Eureka Data System

About

Eureka is a blue sky project, a generalized random-access data store where aggregates, statistics, and relational information have been optimized for near constant time access and high join performance.  The underlying data-driven human-guided format emphasizes direct data access; lexical, positional, or frequency proximity; analytics, discovery; and efficient or statistically enabled hypothesis testing.

Why

Information formats have the basic constraint of all natural languages: that context must be sequentially accessed.  When processing or comprehending small amounts of data, such that any one reader can hold the entirety of that information in their mind, such a constraint is negligible.  As the collection of information increases however, meta-data (or information about information) becomes critical to support context in order to efficiently comprehend, manipulate, and optimally utilize this information.
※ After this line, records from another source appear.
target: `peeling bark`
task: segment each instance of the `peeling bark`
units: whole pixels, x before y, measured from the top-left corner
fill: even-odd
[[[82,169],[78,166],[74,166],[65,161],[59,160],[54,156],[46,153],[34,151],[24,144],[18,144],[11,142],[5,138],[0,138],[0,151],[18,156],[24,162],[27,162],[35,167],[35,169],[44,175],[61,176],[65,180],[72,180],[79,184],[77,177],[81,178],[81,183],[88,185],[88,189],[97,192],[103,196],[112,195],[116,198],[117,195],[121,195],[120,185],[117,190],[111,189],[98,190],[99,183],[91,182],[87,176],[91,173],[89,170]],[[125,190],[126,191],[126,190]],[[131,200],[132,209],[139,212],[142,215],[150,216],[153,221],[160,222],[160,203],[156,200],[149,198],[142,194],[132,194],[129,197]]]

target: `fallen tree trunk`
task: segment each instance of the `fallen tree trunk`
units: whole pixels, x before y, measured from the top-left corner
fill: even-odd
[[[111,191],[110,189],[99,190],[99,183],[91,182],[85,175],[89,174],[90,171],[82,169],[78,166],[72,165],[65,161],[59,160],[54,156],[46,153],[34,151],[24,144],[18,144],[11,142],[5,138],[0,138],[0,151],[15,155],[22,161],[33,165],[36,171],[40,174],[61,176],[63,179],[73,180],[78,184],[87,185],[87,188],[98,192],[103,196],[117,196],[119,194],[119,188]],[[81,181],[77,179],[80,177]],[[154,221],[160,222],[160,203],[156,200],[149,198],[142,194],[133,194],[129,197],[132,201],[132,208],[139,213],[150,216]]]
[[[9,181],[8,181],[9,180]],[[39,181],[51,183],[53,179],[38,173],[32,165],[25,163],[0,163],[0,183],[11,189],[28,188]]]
The collapse of costs, previously limiting collection, fidelity, transfer, storing, and sharing of information result in a rapid uptick in the quantity of information available.  Todays and the futures quantity of data exacerbates the inherent linguistic constraint: context as a sequential access challenge, and benefits a statistically based method to understand and utilize data.

How

Eureka addresses the context challenge by decomposing a corpus into its constituent parts to such a degree that it creates a complete conservative set of meta-information optimized for recall and discovery.  By guiding the user or algorithm through the landscape which is the meta-data representation of the original information insight and application may be achieved.

On the basis of statistics and ordering information alone, corpora of enormous size could be organized in a distributed system and accessible in near real-time to human and algorithmic analysis.

The resulting system would outperform in resource consumption and speed conventional big data systems.  Eureka would excel in multiple roles as a repository, a random access datastore, a realtime query and machine analytics, a resource speeding training, allowing for finer and faster structured and unstructured data processing.